Second, we find that the estimated trends in female labour market participation are related to differences in the labour market institutional setting and in the social policy environment across countries. Such policy and institutional factors play an important role in shaping the labour market opportunities of women by affecting the quality of potential jobs available, the chances to (re-)enter the labour market, and the opportunity costs of employment (vs non-employment). As expected, the estimated effects vary across women with different characteristics, such as type of family care involvement, age and level of education. In particular, the observed positive trend in the attitude to work of women with children appears to be favoured by the expansion of flexible forms of employment which have progressively eased labour market access by reducing entry costs. This positive effect is stronger for women at the early stage of their work life despite the level of education.
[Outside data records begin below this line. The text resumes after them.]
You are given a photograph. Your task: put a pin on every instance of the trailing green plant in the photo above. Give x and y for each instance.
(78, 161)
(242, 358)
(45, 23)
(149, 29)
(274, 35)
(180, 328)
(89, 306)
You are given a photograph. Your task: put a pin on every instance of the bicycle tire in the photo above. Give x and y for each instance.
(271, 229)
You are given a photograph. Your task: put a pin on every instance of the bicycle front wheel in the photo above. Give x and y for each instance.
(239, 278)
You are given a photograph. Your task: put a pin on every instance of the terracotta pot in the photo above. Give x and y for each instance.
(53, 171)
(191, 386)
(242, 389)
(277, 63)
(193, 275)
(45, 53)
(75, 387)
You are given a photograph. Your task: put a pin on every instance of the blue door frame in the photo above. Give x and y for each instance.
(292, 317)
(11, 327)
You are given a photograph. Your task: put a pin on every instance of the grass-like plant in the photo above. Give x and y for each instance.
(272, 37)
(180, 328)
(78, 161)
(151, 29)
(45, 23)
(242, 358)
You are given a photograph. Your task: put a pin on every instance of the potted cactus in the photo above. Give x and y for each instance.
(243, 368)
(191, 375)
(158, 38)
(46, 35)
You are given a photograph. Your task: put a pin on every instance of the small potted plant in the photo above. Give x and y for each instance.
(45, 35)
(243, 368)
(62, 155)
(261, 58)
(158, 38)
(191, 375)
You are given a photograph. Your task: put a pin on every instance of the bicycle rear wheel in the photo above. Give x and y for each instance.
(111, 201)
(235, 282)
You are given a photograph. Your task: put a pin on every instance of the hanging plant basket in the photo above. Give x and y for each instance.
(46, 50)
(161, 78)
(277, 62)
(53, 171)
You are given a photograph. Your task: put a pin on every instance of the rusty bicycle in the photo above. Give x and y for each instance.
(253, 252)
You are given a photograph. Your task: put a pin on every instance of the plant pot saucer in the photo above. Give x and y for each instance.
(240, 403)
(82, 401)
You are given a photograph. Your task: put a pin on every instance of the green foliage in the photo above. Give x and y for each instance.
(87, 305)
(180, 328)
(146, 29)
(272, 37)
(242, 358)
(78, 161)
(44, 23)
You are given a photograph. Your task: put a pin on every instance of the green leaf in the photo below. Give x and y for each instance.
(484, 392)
Generous child and family benefits and maternity/paternity leaves are positively related to women labour market attachment of young mothers, and the effect is stronger for medium to high-educated individuals.

Third, our analysis reveals a positive association between female activity rate and changes of the institutional framework towards the flexicurity model in countries such as Denmark and Netherlands which are characterized by a balanced mix of flexibility and security. The policy implications of this last set of results are clear: reforms of employment protection towards a larger degree of flexibility need to be accompanied by an increase in state-provided security. Such a mix of institutional reforms will guarantee, on the one hand, lower entry costs for individuals with a weaker attachment to work and, on the other, a set of incentives to actively participate to the labour market.

Finally, we provide a quantification of how much of the observed trend in female labour market participation can be attributed to changes in the labour market institutional setting and family policies through a simple decomposition exercise. We find that the mix of institutional and policy changes accounts for almost 25% of the increase of the labour market participation of young women (around 2.5% points) and 38% of the participation of high educated women (around 1.5% points). Our results also reveal that the changing institutional and policy setting accounts for a lower fraction of the increase in the labour market participation of low-skilled women in Europe.

Endnotes

1 In 1997, the Member States of the European Union (EU) unanimously decided to add a new article to the Amsterdam Treaty (Article 13). The new article enabled the Council to take appropriate actions to combat discrimination based on sex, racial or ethnic origin, religion or belief, disability, age or sexual orientation.

2 This information is retrieved from the OECD labour market statistics, http://stats.oecd.org/.

3 Algan and Cahuc (2007); Fernandez (2007); Fortin (2005); Giavazzi et al. (2009); Olivetti et al. (2013).

4 Goodpaster (2010); Leigh (2010); Munasinghe et al. (2008).

5 Ermisch (2003); Euwals et al. (2011); Goldin (2006); Gustafsson and Kenjoh (2008).

6 Beaudry and Lemieux (1999); Fitzenberger et al. (2004); Balleer et al. (2009).

7 Employment in Europe 2001 reports that drop-out rates from employment into unemployment or inactivity are strongly linked to job quality. High levels of involuntary temporary contracts and part-time work are associated with high drop out rates (some 15% into unemployment and 10% into inactivity). Del Boca et al. (2009) show that the influence of part-time on participation is positive only where part-time jobs are perceived to be of ‘high quality’.

8 With regard to the effect of the presence of an elderly relative on women labour supply, the existing studies have not determined a clear relationship. Wolf and Soldo (1994), estimating simultaneously the choice of employment and elderly care cannot find any negative relationship. Ettner (1995) for the US, Heitmueller and Michaud (2006) for the UK and Casado et al. (2007) for Spain show that co-residing with a disabled senior person has a relevant discouraging effect on participation in the labour market. Chang and White-Means (1995) find that co-residing with the senior person has a negative effect on female participation and that such effect is particularly strong for low-educated women.

9 ECHP data were first collected in 1994, when a sample of 60,500 nationally representative households (i.e. approximately 130,000 adults aged over 16) were interviewed in 12 member states. Austria joined the project in the second wave in 1995, Finland in 1996, and Sweden in 1997. Therefore, since then, the data is covering all EU-15 member states.

10 In the 2004 wave, EU-SILC covered all EU-15 member states except Germany, Netherlands and the UK. Since 2005, the dataset involves the 25 EU member states, plus Norway and Iceland.

11 Namely, Austria, Belgium, Denmark, Finland, France, Germany, Greece, Ireland, Italy, Luxembourg, Netherlands, Portugal, Spain, Sweden, United Kingdom.

12 Technical details can be found in Appendix A Appendix 1.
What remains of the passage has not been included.